For a city the size of Shanghai, this could easily involve several hundred million people, according to the various experts interviewed by France 24. once under their maiden name and then again as a married woman - the bar of one billion admissions can quickly be reached.
But even with "only" several hundred million Chinese on file, this database has enough to whet the appetite of a wide range of potential buyers.
“The first buyers will probably be groups specializing in financial crime, such as social security fraud,” assures Benoît Grunemwald.
There is everything in this database - personal information and scans of ID documents - to pull off the perfect identity theft and attempt to embezzle welfare benefits.
Any info on Chinese VIPs?
Pharmaceutical laboratories and insurance companies with dubious morality can also find their account.
Access to the complete medical file of registered citizens "can allow them to better target promotional campaigns for certain drugs or adjust the prices of their insurance contracts", believes Frans Imbert Vier.
A history of run-ins with the law or the police can also be very enticing for a blackmailer.

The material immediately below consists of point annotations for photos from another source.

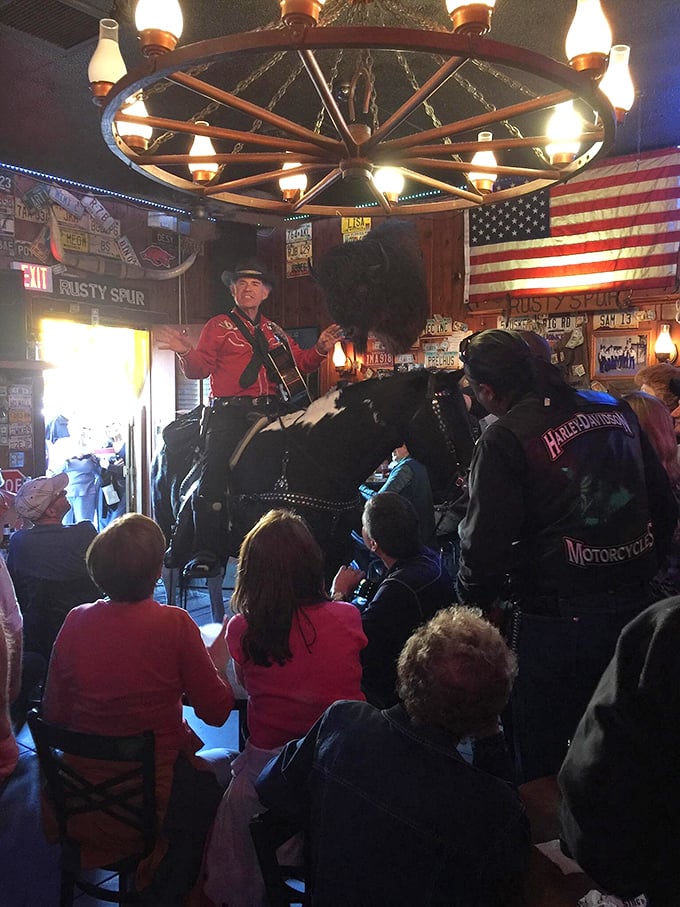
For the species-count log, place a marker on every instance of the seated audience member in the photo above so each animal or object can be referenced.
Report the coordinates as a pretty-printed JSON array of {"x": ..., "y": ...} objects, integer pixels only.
[
  {"x": 657, "y": 423},
  {"x": 10, "y": 674},
  {"x": 394, "y": 814},
  {"x": 662, "y": 381},
  {"x": 122, "y": 665},
  {"x": 409, "y": 478},
  {"x": 295, "y": 652},
  {"x": 619, "y": 781},
  {"x": 47, "y": 561},
  {"x": 414, "y": 588}
]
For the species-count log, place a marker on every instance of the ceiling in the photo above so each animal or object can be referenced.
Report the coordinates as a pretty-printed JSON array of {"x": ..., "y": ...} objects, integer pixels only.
[{"x": 50, "y": 124}]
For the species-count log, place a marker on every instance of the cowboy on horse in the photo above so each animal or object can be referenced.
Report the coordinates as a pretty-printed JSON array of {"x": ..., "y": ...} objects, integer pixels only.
[{"x": 254, "y": 370}]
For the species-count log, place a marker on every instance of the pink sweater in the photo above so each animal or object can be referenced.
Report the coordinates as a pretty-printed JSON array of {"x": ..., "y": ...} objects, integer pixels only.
[{"x": 285, "y": 700}]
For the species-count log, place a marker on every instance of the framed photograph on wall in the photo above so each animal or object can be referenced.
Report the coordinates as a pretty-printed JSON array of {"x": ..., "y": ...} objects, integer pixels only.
[{"x": 620, "y": 354}]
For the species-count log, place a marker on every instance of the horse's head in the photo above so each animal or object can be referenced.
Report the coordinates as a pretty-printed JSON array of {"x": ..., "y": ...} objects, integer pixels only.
[{"x": 438, "y": 434}]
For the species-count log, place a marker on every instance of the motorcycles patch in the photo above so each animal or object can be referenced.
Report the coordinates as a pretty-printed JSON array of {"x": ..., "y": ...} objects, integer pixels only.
[{"x": 581, "y": 555}]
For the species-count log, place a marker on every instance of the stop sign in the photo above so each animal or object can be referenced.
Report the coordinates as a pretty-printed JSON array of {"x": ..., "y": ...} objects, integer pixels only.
[{"x": 13, "y": 479}]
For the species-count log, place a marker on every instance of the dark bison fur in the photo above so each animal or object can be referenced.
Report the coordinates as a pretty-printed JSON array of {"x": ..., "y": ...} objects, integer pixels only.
[{"x": 377, "y": 285}]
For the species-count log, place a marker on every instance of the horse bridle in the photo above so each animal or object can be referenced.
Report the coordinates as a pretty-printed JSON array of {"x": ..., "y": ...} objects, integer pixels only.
[{"x": 282, "y": 494}]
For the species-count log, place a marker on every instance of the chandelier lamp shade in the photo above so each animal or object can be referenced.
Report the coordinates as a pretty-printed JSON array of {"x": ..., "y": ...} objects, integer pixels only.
[
  {"x": 665, "y": 349},
  {"x": 483, "y": 182},
  {"x": 364, "y": 113},
  {"x": 202, "y": 147},
  {"x": 617, "y": 83}
]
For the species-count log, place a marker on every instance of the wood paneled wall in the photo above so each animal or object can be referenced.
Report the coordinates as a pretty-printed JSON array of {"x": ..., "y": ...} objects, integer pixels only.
[{"x": 298, "y": 301}]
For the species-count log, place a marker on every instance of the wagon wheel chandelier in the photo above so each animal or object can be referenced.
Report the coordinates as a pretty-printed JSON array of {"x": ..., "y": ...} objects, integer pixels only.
[{"x": 324, "y": 142}]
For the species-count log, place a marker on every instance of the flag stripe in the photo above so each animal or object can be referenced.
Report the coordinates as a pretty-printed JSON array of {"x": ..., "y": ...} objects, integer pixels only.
[
  {"x": 618, "y": 224},
  {"x": 609, "y": 240}
]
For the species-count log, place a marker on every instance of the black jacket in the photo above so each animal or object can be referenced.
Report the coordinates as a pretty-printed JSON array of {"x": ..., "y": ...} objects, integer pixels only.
[
  {"x": 620, "y": 782},
  {"x": 564, "y": 501}
]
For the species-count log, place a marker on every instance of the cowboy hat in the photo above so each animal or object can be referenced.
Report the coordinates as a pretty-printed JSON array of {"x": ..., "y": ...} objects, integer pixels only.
[{"x": 248, "y": 268}]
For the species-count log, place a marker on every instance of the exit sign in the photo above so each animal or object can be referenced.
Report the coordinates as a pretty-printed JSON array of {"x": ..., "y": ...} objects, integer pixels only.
[{"x": 37, "y": 278}]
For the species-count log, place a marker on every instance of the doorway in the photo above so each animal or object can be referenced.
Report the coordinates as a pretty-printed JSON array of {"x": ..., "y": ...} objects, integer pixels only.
[{"x": 92, "y": 402}]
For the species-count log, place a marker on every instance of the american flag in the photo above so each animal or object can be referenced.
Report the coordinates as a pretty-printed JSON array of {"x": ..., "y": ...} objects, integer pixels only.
[{"x": 616, "y": 225}]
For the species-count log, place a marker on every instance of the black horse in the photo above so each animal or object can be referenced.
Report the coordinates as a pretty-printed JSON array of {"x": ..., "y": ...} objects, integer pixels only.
[{"x": 313, "y": 461}]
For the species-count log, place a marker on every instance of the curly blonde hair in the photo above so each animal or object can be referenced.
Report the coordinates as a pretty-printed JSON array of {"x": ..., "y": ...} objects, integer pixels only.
[
  {"x": 657, "y": 423},
  {"x": 456, "y": 673}
]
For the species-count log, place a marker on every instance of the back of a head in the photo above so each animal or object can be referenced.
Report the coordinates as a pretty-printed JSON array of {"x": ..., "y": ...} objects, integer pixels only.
[
  {"x": 456, "y": 673},
  {"x": 506, "y": 362},
  {"x": 280, "y": 569},
  {"x": 392, "y": 521},
  {"x": 501, "y": 359},
  {"x": 661, "y": 380},
  {"x": 657, "y": 423},
  {"x": 125, "y": 559}
]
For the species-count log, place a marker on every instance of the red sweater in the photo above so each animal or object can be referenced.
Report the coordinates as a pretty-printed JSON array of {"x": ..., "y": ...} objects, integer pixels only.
[{"x": 285, "y": 700}]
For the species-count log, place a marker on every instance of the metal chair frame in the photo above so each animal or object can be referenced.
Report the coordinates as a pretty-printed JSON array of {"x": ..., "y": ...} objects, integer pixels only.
[{"x": 127, "y": 797}]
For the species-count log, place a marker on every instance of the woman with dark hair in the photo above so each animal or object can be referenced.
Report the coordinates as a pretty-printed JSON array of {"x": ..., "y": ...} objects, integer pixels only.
[
  {"x": 123, "y": 665},
  {"x": 663, "y": 381},
  {"x": 296, "y": 652},
  {"x": 570, "y": 514}
]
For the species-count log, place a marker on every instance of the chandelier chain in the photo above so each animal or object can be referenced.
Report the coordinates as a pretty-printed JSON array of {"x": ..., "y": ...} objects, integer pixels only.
[
  {"x": 335, "y": 69},
  {"x": 276, "y": 97},
  {"x": 477, "y": 94},
  {"x": 429, "y": 109},
  {"x": 368, "y": 61}
]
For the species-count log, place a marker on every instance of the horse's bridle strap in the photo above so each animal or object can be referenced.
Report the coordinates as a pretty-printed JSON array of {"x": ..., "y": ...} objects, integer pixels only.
[{"x": 303, "y": 500}]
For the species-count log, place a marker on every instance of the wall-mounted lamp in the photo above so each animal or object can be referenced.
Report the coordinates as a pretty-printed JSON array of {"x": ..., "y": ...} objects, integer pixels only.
[
  {"x": 664, "y": 348},
  {"x": 346, "y": 363}
]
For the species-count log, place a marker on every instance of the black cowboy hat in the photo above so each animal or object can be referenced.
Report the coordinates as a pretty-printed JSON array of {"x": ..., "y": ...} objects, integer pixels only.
[{"x": 251, "y": 267}]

Especially since among the hundreds of millions of citizens listed, "there are surely VIPs - whether showbiz stars or wealthy businessmen - who are all potential targets for blackmail attempts", notes Gérôme Billois, cybersecurity expert from the consulting firm Wavestone.
In the lot of VIPs, there must also be local councilors and their families.
"It's potentially a gold mine for intelligence services around the world who can use it to complete their own file on Chinese politicians," notes Bastien Bobe, the Lookout expert.
If the CIA, for example, can find enough to put pressure on a senior official of the Chinese Communist Party, this data leak would then become a danger to Chinese national security.
But before getting there, "it would still be necessary to be sure of the quality of the information which is thus for sale", notes Gérôme Billois.
A serious breach in the Chinese social contract
This scandal is very bad publicity for the countries which thus set up huge databases gathering so much sensitive information on their population, believe the experts questioned.
"What has just happened in China can happen anywhere," said Bastien Bobe.
And it's a bad blow especially for China, which has made digital surveillance and the collection of personal data one of the pillars of its political system.
"We knew that they were very good at collecting data and creating large databases, we have confirmation that they are much less good at securing this information", sums up Frans Imbert Vier.
Indeed, the first elements on the attacker's modus operandi show that there were "very serious breaches of the security rules", notes Benoît Ferault.
One of the developers in charge of this database thus inadvertently left his identifiers lying around on a discussion forum for computer scientists in China.
It is also a serious breach in the social contract that binds the Chinese state to its population, which accepts significant limits on their individual freedom in exchange for a certain security.
Such a scandal could call this assumption into question….
"provided that the Chinese are made aware", specifies Frans Imbert Vier.
Beijing understood the danger well and, as of Tuesday morning, any mention of this attack was censored on social networks.